‘The people stood up’: how war turned Iran towards ‘everyday nationalism’
Guardian -Sept7th2025
By: Patrick Wintour
Amid the ruins of the building that was once the Tehran home of the Iranian nuclear scientist Ahmadreza Zolfaghari, workmen are underway demolishing the remains, damaged beyond repair by Israel’s surprise attempt to assassinate Iran’s political, military and nuclear elite.
Zolfaghari had worked at the Faculty of Nuclear Engineering at Shahid Beheshti University, and was editor-in-chief of a nuclear energy journal, all of which was sufficient to make him an Israeli target. He was found dead in the rubble of his home, along with his wife and grownup son. The three adjoining buildings had also been blown apart, killing at least five others, including an 11-year-old child. A blue banner, draped down one of the damaged buildings, reads: “A piece of the body of Iran.”
The group of workmen wielding sledgehammers are clambering across the remaining unstable floor struts to demolish what remains of the building. Loose masonry crashes to the ground, sending dust into the air. Their perilous task – the beams on which they stand creak as they hammer – seems a metaphor for a country still in shock, neither at peace nor at war, but in need of reconstruction.
More than 1,000 Iranians died in the Israeli attack, and some professional sociologists – a broad term in Iran – argue a new nationalism has emerged into public view.
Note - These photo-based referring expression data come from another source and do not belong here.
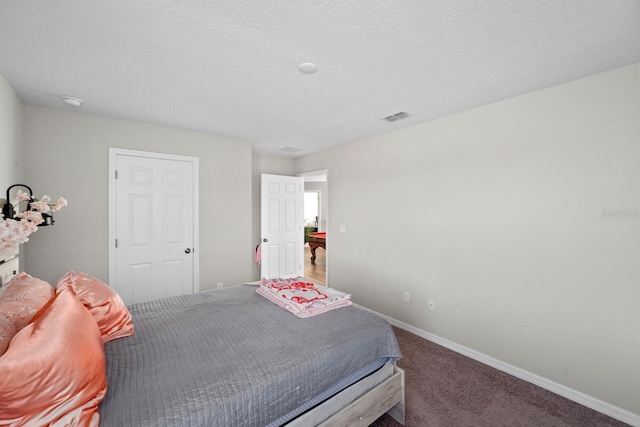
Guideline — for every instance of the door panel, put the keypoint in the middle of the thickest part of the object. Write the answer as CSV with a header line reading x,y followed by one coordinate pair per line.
x,y
154,210
282,250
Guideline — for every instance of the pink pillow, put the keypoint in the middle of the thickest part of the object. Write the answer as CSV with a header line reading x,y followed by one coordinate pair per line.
x,y
104,304
53,372
23,297
7,331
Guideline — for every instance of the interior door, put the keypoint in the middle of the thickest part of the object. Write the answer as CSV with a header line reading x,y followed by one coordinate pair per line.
x,y
154,227
281,224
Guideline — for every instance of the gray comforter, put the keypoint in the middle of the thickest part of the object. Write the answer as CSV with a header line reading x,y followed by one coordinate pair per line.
x,y
230,357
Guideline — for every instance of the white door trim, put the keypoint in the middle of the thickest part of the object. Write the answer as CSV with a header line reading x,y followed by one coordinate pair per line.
x,y
113,152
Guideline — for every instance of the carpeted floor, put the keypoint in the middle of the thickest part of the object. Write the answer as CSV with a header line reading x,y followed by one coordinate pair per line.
x,y
444,388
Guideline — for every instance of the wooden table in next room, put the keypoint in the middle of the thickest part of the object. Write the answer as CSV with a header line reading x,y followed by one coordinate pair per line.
x,y
317,240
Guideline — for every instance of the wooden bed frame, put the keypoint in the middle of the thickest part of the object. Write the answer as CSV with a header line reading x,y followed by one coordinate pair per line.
x,y
386,397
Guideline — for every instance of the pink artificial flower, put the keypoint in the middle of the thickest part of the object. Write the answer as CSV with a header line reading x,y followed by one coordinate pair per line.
x,y
31,216
22,197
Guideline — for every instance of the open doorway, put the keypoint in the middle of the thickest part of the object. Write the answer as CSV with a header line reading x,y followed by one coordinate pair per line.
x,y
316,219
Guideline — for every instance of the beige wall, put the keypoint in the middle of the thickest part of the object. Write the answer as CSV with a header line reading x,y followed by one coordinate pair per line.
x,y
500,215
11,128
67,154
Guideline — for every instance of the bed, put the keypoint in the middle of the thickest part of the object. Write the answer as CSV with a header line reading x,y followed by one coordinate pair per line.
x,y
230,357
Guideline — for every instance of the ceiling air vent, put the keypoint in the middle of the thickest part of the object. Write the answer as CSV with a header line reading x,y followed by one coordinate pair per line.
x,y
397,116
290,150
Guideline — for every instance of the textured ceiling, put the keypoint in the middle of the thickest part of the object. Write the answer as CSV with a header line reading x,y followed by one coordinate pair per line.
x,y
230,66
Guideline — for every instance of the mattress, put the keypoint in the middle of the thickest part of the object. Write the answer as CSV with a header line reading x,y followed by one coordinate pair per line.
x,y
230,357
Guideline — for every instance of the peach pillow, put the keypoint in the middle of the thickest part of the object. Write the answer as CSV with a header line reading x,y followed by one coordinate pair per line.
x,y
54,371
7,331
104,304
23,297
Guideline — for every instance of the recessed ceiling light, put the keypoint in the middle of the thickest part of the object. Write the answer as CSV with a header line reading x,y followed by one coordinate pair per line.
x,y
308,68
71,101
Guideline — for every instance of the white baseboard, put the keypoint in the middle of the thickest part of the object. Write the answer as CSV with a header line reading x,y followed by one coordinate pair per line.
x,y
569,393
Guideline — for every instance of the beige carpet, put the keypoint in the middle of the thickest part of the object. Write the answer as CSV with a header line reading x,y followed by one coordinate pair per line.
x,y
444,388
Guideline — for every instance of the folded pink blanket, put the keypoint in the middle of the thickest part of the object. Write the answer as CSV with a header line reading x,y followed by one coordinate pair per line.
x,y
301,298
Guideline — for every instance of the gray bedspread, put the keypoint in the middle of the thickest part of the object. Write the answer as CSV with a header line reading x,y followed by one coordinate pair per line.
x,y
230,357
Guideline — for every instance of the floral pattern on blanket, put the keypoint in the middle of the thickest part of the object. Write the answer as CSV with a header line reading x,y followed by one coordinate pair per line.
x,y
302,298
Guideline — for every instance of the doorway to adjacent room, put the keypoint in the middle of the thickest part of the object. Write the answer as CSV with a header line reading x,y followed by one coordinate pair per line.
x,y
316,219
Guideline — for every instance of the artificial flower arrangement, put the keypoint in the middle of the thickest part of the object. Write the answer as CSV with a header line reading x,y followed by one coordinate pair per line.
x,y
16,231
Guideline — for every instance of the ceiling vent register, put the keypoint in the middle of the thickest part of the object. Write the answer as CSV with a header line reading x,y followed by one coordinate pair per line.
x,y
397,116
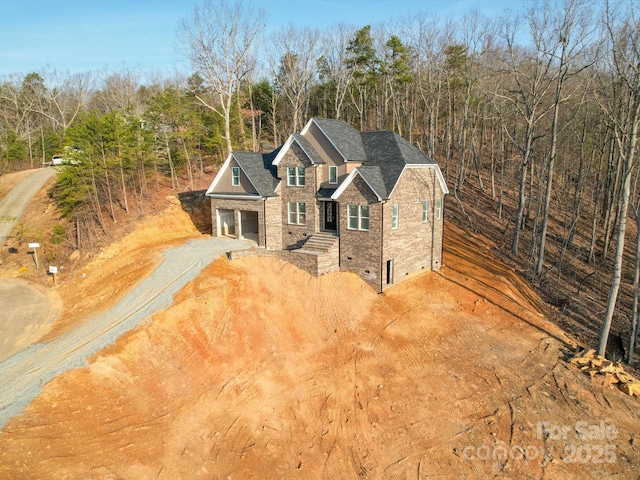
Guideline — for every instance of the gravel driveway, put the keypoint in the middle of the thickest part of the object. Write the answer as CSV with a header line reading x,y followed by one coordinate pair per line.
x,y
23,375
13,205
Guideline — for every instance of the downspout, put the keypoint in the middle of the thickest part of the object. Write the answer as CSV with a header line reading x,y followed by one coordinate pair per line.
x,y
264,221
442,237
382,265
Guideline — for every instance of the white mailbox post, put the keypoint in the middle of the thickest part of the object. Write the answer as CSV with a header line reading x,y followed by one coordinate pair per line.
x,y
35,247
53,271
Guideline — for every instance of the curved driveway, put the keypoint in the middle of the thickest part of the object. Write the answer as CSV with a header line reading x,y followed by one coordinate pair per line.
x,y
13,205
23,374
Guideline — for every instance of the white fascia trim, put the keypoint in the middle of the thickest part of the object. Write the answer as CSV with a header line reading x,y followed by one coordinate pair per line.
x,y
307,126
235,197
286,147
283,150
304,130
346,183
219,175
435,167
225,166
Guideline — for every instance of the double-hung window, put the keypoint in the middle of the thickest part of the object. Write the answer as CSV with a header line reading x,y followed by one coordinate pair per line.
x,y
358,217
235,176
295,177
394,216
333,175
297,213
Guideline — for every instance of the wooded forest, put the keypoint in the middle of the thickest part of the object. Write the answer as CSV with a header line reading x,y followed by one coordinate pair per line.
x,y
533,117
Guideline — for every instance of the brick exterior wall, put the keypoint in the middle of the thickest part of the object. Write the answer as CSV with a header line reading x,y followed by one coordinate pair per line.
x,y
293,236
360,250
273,223
415,245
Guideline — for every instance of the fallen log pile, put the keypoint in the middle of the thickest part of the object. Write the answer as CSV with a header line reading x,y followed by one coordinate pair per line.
x,y
588,362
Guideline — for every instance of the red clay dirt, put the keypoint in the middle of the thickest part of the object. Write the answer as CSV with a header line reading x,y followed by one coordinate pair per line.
x,y
259,370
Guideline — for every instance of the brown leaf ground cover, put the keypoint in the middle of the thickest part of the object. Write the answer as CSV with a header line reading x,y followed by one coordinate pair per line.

There is no doubt that, outwardly, Tehran is changing fast – and socially it is light years from western perceptions. The number of women not wearing the hijab in Tehran’s streets is about a third and it is not just young women, but sometimes whole families. A new punitive chastity law passed by the religious conservatives – still dominant inside parliament – was rejected by the consensual, but reformist president Masoud Pezeshkian on the pragmatic grounds that it would cause an uprising if it was enforced.
The burial of the measure has emboldened women. The police, once keen to bundle the “unchaste” into the back of a van, now leave unscarfed women to their individual choice. The vibrant, albeit polluted, evening streets resemble Beirut as much as Kabul. The next step is to allow women to ride motorcycles. Observers say that Mahsa Amini, the young Kurdish woman who collapsed in a police station in 2022, sparking the “women life freedom” protests, did not entirely die in vain.
The cultural sociologist and Soas alumni Nematollah Fazeli claims a deep change may be afoot. What he describes as the emergence of an “everyday nationalism” is reflected in a return to epic poetry, popular podcasts about Iranian history, and thousands of ordinary conversations across the country about Iranian identity.